Unsurprisingly, her fans were furious that Berkeley had once again bowed to even the intimation of violence, while Coulter’s opponents reveled in the fact they had yet again prevented a toxic talk, this time a week in advance by mere bark overbite. As the debate over free speech went ‘viral’ on conventional and social media both, Berkeley abruptly capitulated and reversed its decision, requesting Coulter to appear on campus with assurances of security measures given. Their solution was a new date, a week later, though Coulter castigated the move as harmful to attendance prospects, reminding her supporters and the university that her appearance would coincide with study week, a period of relatively low student participation in any activity outside preparation for final exams.
Berkeley’s shifting position on permitting controversial speakers on campus reflects the complex, at times unenviable and tenuous predicament of promoting free speech while being practical about possible violent reactions to it. Unfortunately, the recent incidents at Berkeley inadvertently create a false binary, placing expression and security at odds with one another. It has the effect of not only casting the violent opponents of a speaker as being a security threat but anyone who objects to the views of that speaker as somehow being against free speech as a right. It is a dichotomy that has been used time and again effectively, and oftentimes well away from the university campus.
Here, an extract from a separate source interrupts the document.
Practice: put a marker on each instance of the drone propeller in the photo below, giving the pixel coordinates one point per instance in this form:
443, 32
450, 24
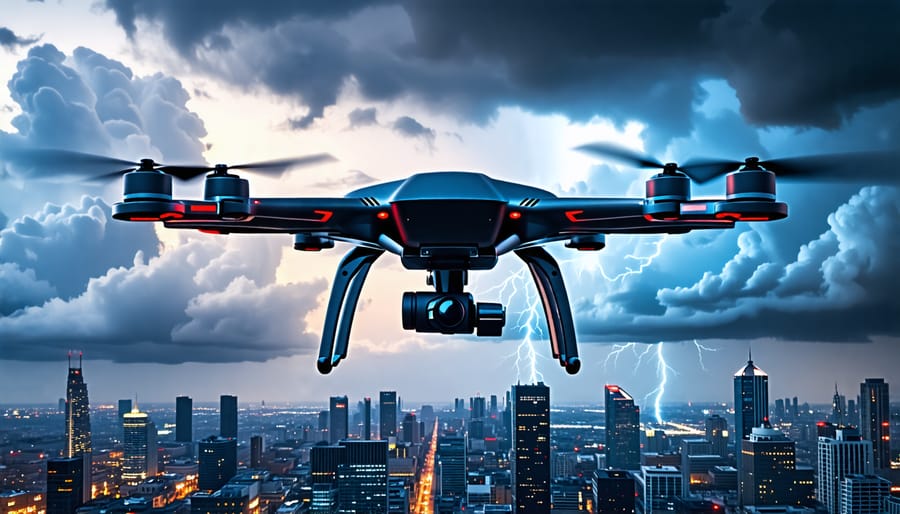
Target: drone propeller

The same argument has been made to securitize Muslims, during the Satanic Verses controversy in 1989, where the alleged death fatwa against the book’s author, Salman Rushdie, placed Muslims worldwide as potential judges, juries, and executioners in carrying out a purported death fatwa for the alleged crime of blasphemy. More recently, the so-called Danish cartoons controversy and the Charlie Hebdo incident were used to frame Muslims as intolerable to free speech and prone to violence at the slightest provocation of offensive expression directed toward them or their faith. Today, efforts are underway to redefine the political left as being the true opponents of a hallowed public right, coupled with the ironic reinvention of the hardline right as guardians of free speech that is toxic, racist and often itself an incitement to violence by their own supporters
The Berkeley lectures saga places in sharp focus an issue that has by its nature blurry lines. Free speech is one of this country’s most hallowed and constitutionally protected rights. College campuses have historically been oases of free thought and the very venue for the exchange of ideas no matter how controversial or provocative. Violent reactions to opposing, even offensive perspectives is still a relatively rare occurrence, all recent incidents notwithstanding. But what has changed is not the dynamic of the speech and the reaction to its content. It is the erosion of civility in society whereby speech is now used as a weapon as incendiary as the tear gas used to disperse protesting crowds or the bludgeons used by militants on either side for whom the speech is just an excuse to riot and commit mayhem. Perhaps universities should be the forum for discussions and debates about the relationship of speech and security. Hopefully, a safe space can be created for that.